GPU support for the training of DeepTau on TOpAS
Research conducted by the Karlsruhe Institute of Technology (KIT).
DeepTau overview
Tau leptons are of great interest in particle physics, particularly because their hadronic decay involves many particles, making it quite complex. Quark jets, gluon jets, muons, and electrons can often be misidentified as hadronic taus. To address this issue, neural networks (NN) are employed to reduce misidentifications. Among the neural networks, DeepTau is notable for utilizing low-level inputs alongside the usual high-level metrics. Currently, DeepTau V3 is in development and has been a primary focus of this collaboration.
The goal of this cooperation was to run the DeepTau NN training on TOpAS (Throughput Optimized Analysis System). TOpAS provides a significant amount of GPU processing power.
The GPUs available for DeepTau training were limited to a few local P100 NVIDIA GPUs. However, the newer hardware of TOpAS will help accelerate the training process. Additionally, the increased quantity of GPUs on TOpAS will enable multiple concurrent training sessions.
Hyperparameter search and scaling up
Up to millions of weight and bias parameters are continuously adjusted during NN training. Hyperparameters are a different kind of parameters that govern how the training is performed:
- Layout of the NN architecture
- Dropout ratio
- Learning rate
- Train-test split ratio
Algorithms exist to optimize these external parameters
- Grid search
- Random search
- Bayesian optimization
- Evolutionary optimization
Many iterations of very similar trainings have to be performed for all approaches. Many of these trainings can be performed concurrently during the optimization, as TOpAS provides the possibility to perform such a search in a reasonable timeframe.
Limiting factors
Limiting factors for the training are:
- input pipeline
- memory leaks
The training process was hindered by the speed of data input, as the GPU training outpaced the preprocessing of input data. To resolve this bottleneck, the input pipeline was completely rewritten. Now, instead of preprocessing files at runtime, processed training files are stored in advance, ensuring a smoother and faster training experience.
After replacing the input pipeline, we noticed that the majority of runtime was consumed by a common issue with small batch sizes. Unfortunately, increasing the batch size wasn’t an option due to insufficient device memory, a limitation that didn’t affect less powerful hardware.

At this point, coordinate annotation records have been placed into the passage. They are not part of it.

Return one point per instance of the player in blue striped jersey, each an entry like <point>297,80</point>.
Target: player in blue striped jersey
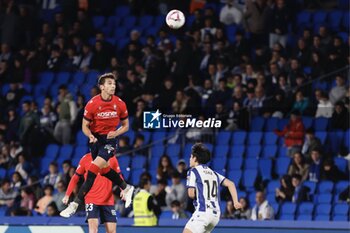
<point>203,186</point>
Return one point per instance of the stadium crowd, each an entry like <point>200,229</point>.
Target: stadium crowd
<point>267,67</point>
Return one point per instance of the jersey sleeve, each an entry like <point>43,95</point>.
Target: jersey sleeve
<point>191,179</point>
<point>123,110</point>
<point>221,178</point>
<point>89,111</point>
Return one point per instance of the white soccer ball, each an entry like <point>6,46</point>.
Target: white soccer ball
<point>175,19</point>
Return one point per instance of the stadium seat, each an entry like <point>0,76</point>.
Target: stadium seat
<point>265,168</point>
<point>81,139</point>
<point>248,179</point>
<point>237,151</point>
<point>157,151</point>
<point>321,124</point>
<point>254,138</point>
<point>269,151</point>
<point>325,187</point>
<point>223,138</point>
<point>221,151</point>
<point>270,138</point>
<point>250,163</point>
<point>51,151</point>
<point>253,151</point>
<point>138,162</point>
<point>238,138</point>
<point>273,184</point>
<point>282,165</point>
<point>235,176</point>
<point>322,136</point>
<point>257,124</point>
<point>234,163</point>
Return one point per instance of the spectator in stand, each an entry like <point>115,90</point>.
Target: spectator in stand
<point>340,117</point>
<point>262,209</point>
<point>329,171</point>
<point>245,212</point>
<point>165,168</point>
<point>279,21</point>
<point>67,111</point>
<point>293,133</point>
<point>339,91</point>
<point>231,13</point>
<point>178,211</point>
<point>301,192</point>
<point>315,166</point>
<point>301,103</point>
<point>53,177</point>
<point>311,142</point>
<point>324,107</point>
<point>286,190</point>
<point>176,191</point>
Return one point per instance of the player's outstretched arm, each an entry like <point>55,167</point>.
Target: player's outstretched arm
<point>233,191</point>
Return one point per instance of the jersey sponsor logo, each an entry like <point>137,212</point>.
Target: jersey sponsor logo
<point>107,114</point>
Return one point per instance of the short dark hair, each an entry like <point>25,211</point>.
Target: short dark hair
<point>201,153</point>
<point>103,77</point>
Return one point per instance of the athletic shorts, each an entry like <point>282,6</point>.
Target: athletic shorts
<point>203,222</point>
<point>106,213</point>
<point>105,148</point>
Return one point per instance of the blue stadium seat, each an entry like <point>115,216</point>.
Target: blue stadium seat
<point>273,184</point>
<point>254,138</point>
<point>324,198</point>
<point>341,186</point>
<point>265,168</point>
<point>235,176</point>
<point>306,208</point>
<point>307,121</point>
<point>340,218</point>
<point>257,124</point>
<point>157,151</point>
<point>238,138</point>
<point>270,138</point>
<point>341,209</point>
<point>138,162</point>
<point>237,151</point>
<point>321,124</point>
<point>311,185</point>
<point>271,124</point>
<point>51,151</point>
<point>325,187</point>
<point>323,209</point>
<point>269,151</point>
<point>129,22</point>
<point>81,139</point>
<point>304,217</point>
<point>135,176</point>
<point>223,138</point>
<point>124,161</point>
<point>98,21</point>
<point>122,11</point>
<point>250,163</point>
<point>248,179</point>
<point>253,151</point>
<point>282,165</point>
<point>322,136</point>
<point>234,163</point>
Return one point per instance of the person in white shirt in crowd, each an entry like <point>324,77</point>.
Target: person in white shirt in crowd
<point>231,13</point>
<point>262,210</point>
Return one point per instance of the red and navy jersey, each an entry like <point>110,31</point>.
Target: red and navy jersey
<point>101,192</point>
<point>104,115</point>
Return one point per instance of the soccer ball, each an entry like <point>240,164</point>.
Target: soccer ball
<point>175,19</point>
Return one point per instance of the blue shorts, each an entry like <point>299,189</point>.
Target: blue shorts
<point>105,148</point>
<point>106,213</point>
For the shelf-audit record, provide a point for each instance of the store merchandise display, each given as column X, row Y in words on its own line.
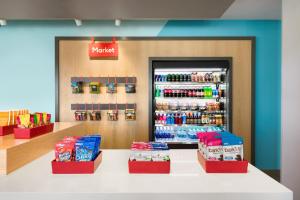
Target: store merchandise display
column 201, row 77
column 153, row 151
column 33, row 120
column 219, row 146
column 148, row 158
column 32, row 125
column 77, row 87
column 94, row 87
column 84, row 148
column 188, row 101
column 186, row 134
column 77, row 155
column 221, row 152
column 8, row 120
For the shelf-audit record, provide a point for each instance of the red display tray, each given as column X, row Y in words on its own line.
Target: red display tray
column 149, row 167
column 27, row 133
column 223, row 166
column 5, row 130
column 74, row 167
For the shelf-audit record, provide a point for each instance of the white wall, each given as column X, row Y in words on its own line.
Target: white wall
column 290, row 137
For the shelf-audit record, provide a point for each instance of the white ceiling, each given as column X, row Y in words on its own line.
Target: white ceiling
column 254, row 9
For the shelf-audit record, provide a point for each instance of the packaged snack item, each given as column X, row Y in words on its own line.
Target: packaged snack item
column 111, row 87
column 77, row 87
column 94, row 87
column 232, row 148
column 129, row 87
column 64, row 151
column 84, row 150
column 112, row 115
column 214, row 150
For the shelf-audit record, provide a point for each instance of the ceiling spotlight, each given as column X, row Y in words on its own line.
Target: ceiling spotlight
column 78, row 22
column 3, row 22
column 117, row 22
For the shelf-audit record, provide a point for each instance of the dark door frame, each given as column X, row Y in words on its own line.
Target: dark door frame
column 247, row 38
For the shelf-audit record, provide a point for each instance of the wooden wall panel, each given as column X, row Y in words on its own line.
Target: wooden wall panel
column 133, row 61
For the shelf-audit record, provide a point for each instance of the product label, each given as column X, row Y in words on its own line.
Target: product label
column 233, row 153
column 103, row 50
column 214, row 153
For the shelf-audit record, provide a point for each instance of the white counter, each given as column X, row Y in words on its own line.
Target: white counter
column 112, row 181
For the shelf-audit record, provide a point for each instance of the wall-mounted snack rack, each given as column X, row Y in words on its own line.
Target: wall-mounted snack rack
column 104, row 80
column 102, row 106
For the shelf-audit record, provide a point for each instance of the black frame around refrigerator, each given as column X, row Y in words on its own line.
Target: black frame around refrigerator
column 189, row 62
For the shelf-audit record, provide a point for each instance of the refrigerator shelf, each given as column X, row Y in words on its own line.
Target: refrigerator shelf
column 187, row 125
column 190, row 98
column 189, row 83
column 184, row 111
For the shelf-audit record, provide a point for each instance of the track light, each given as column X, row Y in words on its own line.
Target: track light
column 78, row 22
column 3, row 22
column 117, row 22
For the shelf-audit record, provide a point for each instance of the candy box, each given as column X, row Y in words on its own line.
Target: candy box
column 232, row 149
column 222, row 166
column 74, row 167
column 146, row 167
column 214, row 149
column 27, row 133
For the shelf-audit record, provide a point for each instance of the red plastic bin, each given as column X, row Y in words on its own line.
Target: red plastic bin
column 223, row 166
column 27, row 133
column 149, row 167
column 5, row 130
column 75, row 167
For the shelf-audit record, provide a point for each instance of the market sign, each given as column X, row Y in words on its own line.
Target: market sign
column 103, row 49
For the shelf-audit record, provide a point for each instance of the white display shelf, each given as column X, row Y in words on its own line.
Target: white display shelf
column 187, row 180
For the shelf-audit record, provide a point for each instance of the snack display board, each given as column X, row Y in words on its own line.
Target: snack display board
column 133, row 61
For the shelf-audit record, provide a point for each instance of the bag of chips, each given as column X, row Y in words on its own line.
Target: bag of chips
column 111, row 87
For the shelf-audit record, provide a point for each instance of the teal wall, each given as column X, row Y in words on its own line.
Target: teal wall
column 27, row 65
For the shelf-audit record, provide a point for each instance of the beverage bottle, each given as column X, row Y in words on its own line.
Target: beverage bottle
column 216, row 93
column 168, row 77
column 168, row 118
column 199, row 118
column 164, row 118
column 189, row 78
column 172, row 119
column 194, row 93
column 177, row 77
column 179, row 119
column 181, row 78
column 173, row 78
column 156, row 118
column 209, row 92
column 176, row 118
column 222, row 77
column 184, row 118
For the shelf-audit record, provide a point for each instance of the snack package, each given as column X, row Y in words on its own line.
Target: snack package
column 84, row 150
column 48, row 118
column 64, row 151
column 232, row 148
column 214, row 149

We also discovered memory leaks caused by improper software defaults. TensorFlow was attempting to assign every installed CPU core to each input file, resulting in over 30,000 threads. By addressing this, we were able to increase the batch size by a factor of seven.
Although this issue existed previously, it only became apparent with the recent scale increase.
Profiling
Profiling is the crucial part both for finding bottlenecks and identifying software issues. With the help of the profiling usage, multiple issues were discovered and subsequently solved.
Optimization results
After the work performed to optimize the training process, the following results have been achieved:
- Training performance was improved greatly
- Full dataset can be used without memory issues now
- Training was sped up by an order of magnitude
However, Such an adaptation is difficult for small-scale ML.
Future work
The key focus of the 2024 FIDIUM project extension will be:
- Efficiency of GPU cluster. Running GPU cluster efficiently is the primary goal, which is vital for both performance and sustainability.
- Dynamic sharing. We aim to develop efficient methods for dynamically sharing GPUs among multiple tasks while ensuring task isolation.